MaxCompute Streaming Tunnel allows you to write data to MaxCompute in streaming mode and provides a set of APIs and backend services that are different from the APIs and backend services of MaxCompute Tunnel. The APIs of MaxCompute Streaming Tunnel significantly reduce the development costs of distributed services and remove the performance bottlenecks of MaxCompute Tunnel in scenarios that involve high concurrency and high queries per second (QPS). This topic describes how to use MaxCompute Streaming Tunnel.
Description
MaxCompute Streaming Tunnel is commercially released. You can use this service free of charge.
MaxCompute Streaming Tunnel was made available for public preview on January 1, 2021. You can use this service free of charge during public preview. You can follow Service notices to obtain updates about the commercialization of this service.
The following services allow you to write data to MaxCompute by using MaxCompute Streaming Tunnel:
Realtime Compute for Apache Flink: By default, MaxCompute Tunnel is used. To use MaxCompute Streaming Tunnel, you can use the built-in plug-in of Realtime Compute for Apache Flink.
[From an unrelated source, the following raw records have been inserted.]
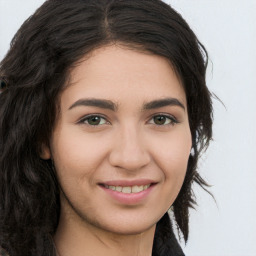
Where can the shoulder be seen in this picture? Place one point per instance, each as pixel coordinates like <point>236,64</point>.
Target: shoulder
<point>3,252</point>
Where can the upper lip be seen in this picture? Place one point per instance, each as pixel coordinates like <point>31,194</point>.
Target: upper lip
<point>128,183</point>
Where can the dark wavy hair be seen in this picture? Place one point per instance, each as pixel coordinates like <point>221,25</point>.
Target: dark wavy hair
<point>35,71</point>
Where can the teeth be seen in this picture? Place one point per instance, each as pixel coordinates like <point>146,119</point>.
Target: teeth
<point>136,189</point>
<point>128,190</point>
DataWorks: By default, MaxCompute Tunnel is used. To use MaxCompute Streaming Tunnel, contact the DataWorks engineer on duty to enable this channel in the background.
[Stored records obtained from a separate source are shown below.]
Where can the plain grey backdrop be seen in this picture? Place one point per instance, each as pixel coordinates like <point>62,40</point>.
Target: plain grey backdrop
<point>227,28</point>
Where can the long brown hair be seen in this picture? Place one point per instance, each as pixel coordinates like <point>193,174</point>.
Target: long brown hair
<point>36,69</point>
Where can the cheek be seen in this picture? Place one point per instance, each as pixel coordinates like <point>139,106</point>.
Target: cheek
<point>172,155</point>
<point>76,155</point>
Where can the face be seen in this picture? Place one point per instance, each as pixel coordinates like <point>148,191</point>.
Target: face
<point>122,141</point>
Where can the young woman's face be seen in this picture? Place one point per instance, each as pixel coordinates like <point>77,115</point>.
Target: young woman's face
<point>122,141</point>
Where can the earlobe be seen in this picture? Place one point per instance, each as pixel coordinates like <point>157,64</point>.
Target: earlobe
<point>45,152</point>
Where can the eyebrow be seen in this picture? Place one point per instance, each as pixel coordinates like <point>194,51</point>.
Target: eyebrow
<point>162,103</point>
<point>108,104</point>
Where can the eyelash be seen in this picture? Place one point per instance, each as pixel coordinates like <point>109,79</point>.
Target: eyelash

ApsaraMQ for Kafka : By default, MaxCompute Tunnel is used. To use MaxCompute Streaming Tunnel, contact the Kafka engineer on duty to enable this channel in the background.
MaxCompute Streaming Tunnel provides the following features:
Streaming semantic APIs: help you facilitate the development of distributed data synchronization services.
Automatic partitioning: prevents concurrent partition locking if multiple data synchronization jobs are concurrently run to create partitions.
Asynchronous merging of incremental data: improves data storage efficiency.
MaxCompute Streaming Tunnel can resolve various issues that may occur when you use MaxCompute Tunnel to write streaming data. MaxCompute Streaming Tunnel provides the following benefits:
Optimizes the data storage structure to prevent file fragmentation that is caused by data write operations with high QPS.
Provides a mechanism for asynchronously processing incremental data. This mechanism can process incremental data without service interruption. This mechanism supports the data merging feature, which improves storage efficiency.
Scenarios
The following table describes the use scenarios of MaxCompute Streaming Tunnel.
Scenario | Description | Benefit |
A large number of event logs are written to MaxCompute in real time. | Log data is directly written to MaxCompute for batch processing. | Intermediate storage services are not required. This reduces costs. |
Stream computing results are written to MaxCompute in real time. | The limits on the concurrency and | MaxCompute Streaming Tunnel ensures the availability of streaming services in scenarios that involve high-concurrency locking and prevents a large number of small files from being generated on MaxCompute due to small |
Data of streaming storage services such as DataHub and ApsaraMQ for Kafka is synchronized to MaxCompute in real time. | The limits on concurrency and | The problems with the Simple Message Queue for real-time synchronization with MaxCompute are solved. High concurrency and batch synchronization of large amounts of data are supported. |
Limits
MaxCompute Streaming Tunnel has the following limits:
Table or partition locking: When streaming data is written to a MaxCompute table or partition, MaxCompute Streaming Tunnel locks the table or partition. During this period, all DML operations that involve data modifications to the table or partition are not allowed. The DML operations include
INSERT INTO and INSERT OVERWRITE
. After the data write operation is complete, MaxCompute unlocks the table or partition, and all operations are allowed.If the schema of the table to which you want to write data is modified, streaming data cannot be written to the table.
Increased storage volume of hot data: If data merging or ZORDER BY is performed for asynchronous processing, MaxCompute Streaming Tunnel saves two copies of the data that is written within the previous hour. One copy is the original data and the other copy is the data that is asynchronously merged. This causes redundant data to be stored. By default, the retention period of redundant data is 1 hour.